Piracy protection involves two primary steps: asking search engines to de-list links to pirated content, and directing takedown requests to the site’s host. RosettaBooks relies on Digimarc Guardian to implement both of these measures on behalf of its titles under management. Digimarc Guardian uses metadata provided by RosettaBooks to detect and validate full, infringing copies of protected content continuously. A two-step human-review process — unique among anti-piracy providers — assures a near-zero false positive rate. When pirated content is found, Digimarc generates automated Digital Millennium Copyright Act (DMCA) and EU copyright directive takedown notices. Non-compliant sites are pursued through an aggressive, tiered enforcement system. Digimarc Guardian also sends infringement links to Google, Yahoo and Bing to ensure that the offending sites do not appear in search-engine results pages — effectively keeping them hidden to over 97% of global search traffic outside of China.

Results Worth Waiting For

After evaluating several solutions, RosettaBooks quickly settled on Digimarc Guardian as its anti-piracy solution because of its cost effectiveness, scalability and accuracy. Since then, as shown in this graph from Reimers's report, RosettaBooks's sales have increased as a result of Digimarc Guardian's protection. Since implementing Digimarc Guardian, Klebanoff reports that he has not had a single false positive. He notes that piracy protection is an ongoing continuous battle, one that Digimarc Guardian’s service is always fighting for him; "It works while you sleep," he said.

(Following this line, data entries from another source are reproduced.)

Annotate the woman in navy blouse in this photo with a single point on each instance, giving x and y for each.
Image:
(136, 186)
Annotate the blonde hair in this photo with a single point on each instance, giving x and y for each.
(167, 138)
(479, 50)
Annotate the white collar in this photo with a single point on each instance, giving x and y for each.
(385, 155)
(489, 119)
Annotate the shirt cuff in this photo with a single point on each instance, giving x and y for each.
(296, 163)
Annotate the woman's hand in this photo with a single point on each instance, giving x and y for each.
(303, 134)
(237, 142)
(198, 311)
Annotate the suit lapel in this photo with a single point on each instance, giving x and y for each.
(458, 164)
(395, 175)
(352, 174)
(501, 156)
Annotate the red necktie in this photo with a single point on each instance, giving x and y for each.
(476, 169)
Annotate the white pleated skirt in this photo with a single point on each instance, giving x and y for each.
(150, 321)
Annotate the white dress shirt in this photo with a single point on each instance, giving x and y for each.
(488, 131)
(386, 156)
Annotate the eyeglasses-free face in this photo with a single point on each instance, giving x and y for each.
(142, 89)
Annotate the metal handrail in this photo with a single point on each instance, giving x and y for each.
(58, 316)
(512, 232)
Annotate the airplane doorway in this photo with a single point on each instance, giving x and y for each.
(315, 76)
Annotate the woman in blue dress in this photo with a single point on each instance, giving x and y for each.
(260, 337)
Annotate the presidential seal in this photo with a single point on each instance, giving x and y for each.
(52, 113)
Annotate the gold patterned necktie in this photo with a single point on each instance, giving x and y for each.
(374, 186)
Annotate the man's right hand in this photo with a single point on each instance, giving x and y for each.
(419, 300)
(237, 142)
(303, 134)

Proven Return on Investment

Reimers finds that "piracy protection significantly increases regular unit sales of e-books… Much of the effectiveness can be attributed to the removal of links to infringing sites from search engines — an action that deters casual pirates… This private and targeted protection can effectively increase sales, at least for the types of titles in [my] analysis: 'older' works that still enjoy moderate to large success today." RosettaBooks's experience echoes these findings: "My revenues in titles that are the most likely to be pirated are accelerating considerably faster than my revenues in general," observed Klebanoff. "We're making much more money by virtue of the service than we’re paying for it. These results arm us with another benefit to the author and agent communities; not only are we preventing piracy, we’re demonstrably increasing sales."

Lessons Learned

  • Perennial bestsellers benefit the most: Reimers’s report concludes, "piracy protection may be most effective for titles whose sales have already leveled off, and where new piracy is less likely to emerge quickly."
  • Effective protection takes time and persistence: Reimers found that "the effect of protection grows with the level of effort exerted [i.e. how frequently the web is searched for infringing content], and it takes its strongest effect a few months after its start."
  • Start with the search engines first: Since 'casual' pirates make up the majority, and by definition they're less likely to seek out cyberlockers or peer-to-peer filesharing networks, it’s most effective to focus efforts on getting infringing content de-listed from Google, Yahoo and Bing.